第436話 人づて 🪮
美容院でカラー待ちに渡されるのはたいてい女性週刊誌。日ごろは縁のないそれをパラパラ繰ると知らなかった世相がかいま見えるのが、面白いといえば面白いです。その一冊にドキュメントふうの読み物があって、事業経営に多忙な女性の隙を突いて入りこんで来た家政婦に夫や子どもたちを懐柔されるというえげつない物語が一編。
不満なプライベートの鬱憤晴らしを目論む家政婦は、派遣先の家族それぞれの耳に毒を流しこみます。夫が妻が、息子が娘が、ああ言っていたこう言っていたと……。自分に向けられた批判は直接より人づての方が重みを増すもので。当然ながら家中が疑心暗鬼になり、女性が恃みにできるのは事務所で暮らす保護犬だけということに。
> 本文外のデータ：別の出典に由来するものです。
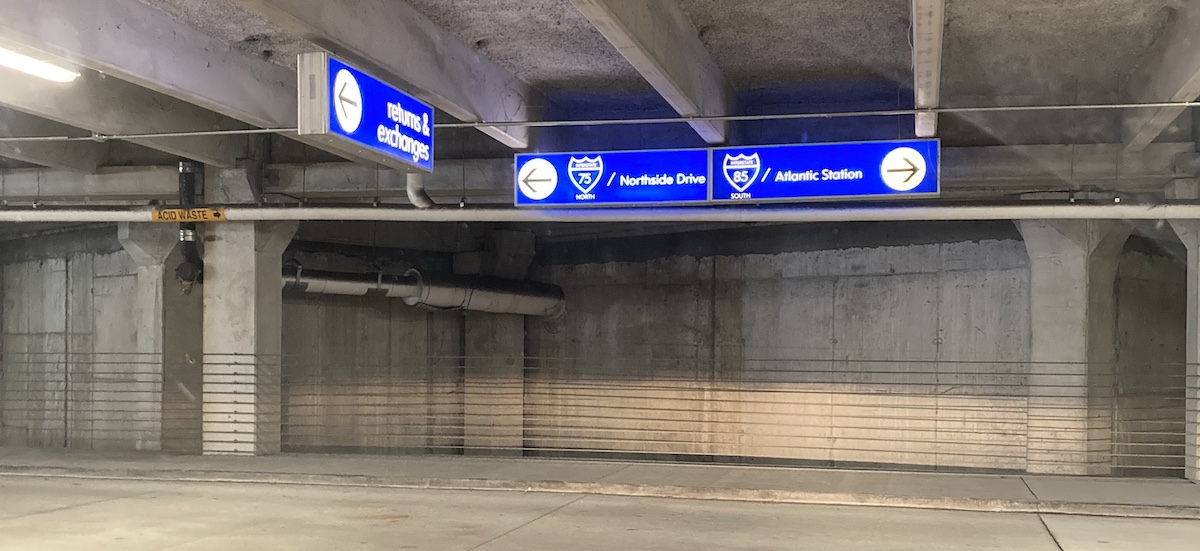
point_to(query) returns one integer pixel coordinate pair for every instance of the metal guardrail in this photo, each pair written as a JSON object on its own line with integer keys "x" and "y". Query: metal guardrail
{"x": 927, "y": 415}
思わず前のめりになって読んでいたヨウコさん「あのひと、金儲けは上手だけど、ほかはさっぱりなんだよね~」まるでゴミ扱いの無礼な陰口を叩いたその手でちゃっかり小遣いをもらっている夫や子どもたちに「ちょ~っと~っ、小犬のように懐いている家政婦からせしめたらどうなの、そのお金!!」怒り心頭だったみたいですよ~。
🪟✂ 🪟✂ 🪟✂ 🪟✂
※カフェに行こうと玄関を出たところへ、ご近所の年若い女性が通りかかりました。いつも感じのいいひとですが、今朝はいちだんとほがらかに「カラー講座に出席してみたら、ふだん着ているものと全然ちがう色を勧められました~」(^^♪ ようやく自身に目を向ける余裕が出て来たんだね。そう思ったら、なんだか目の奥が、うる。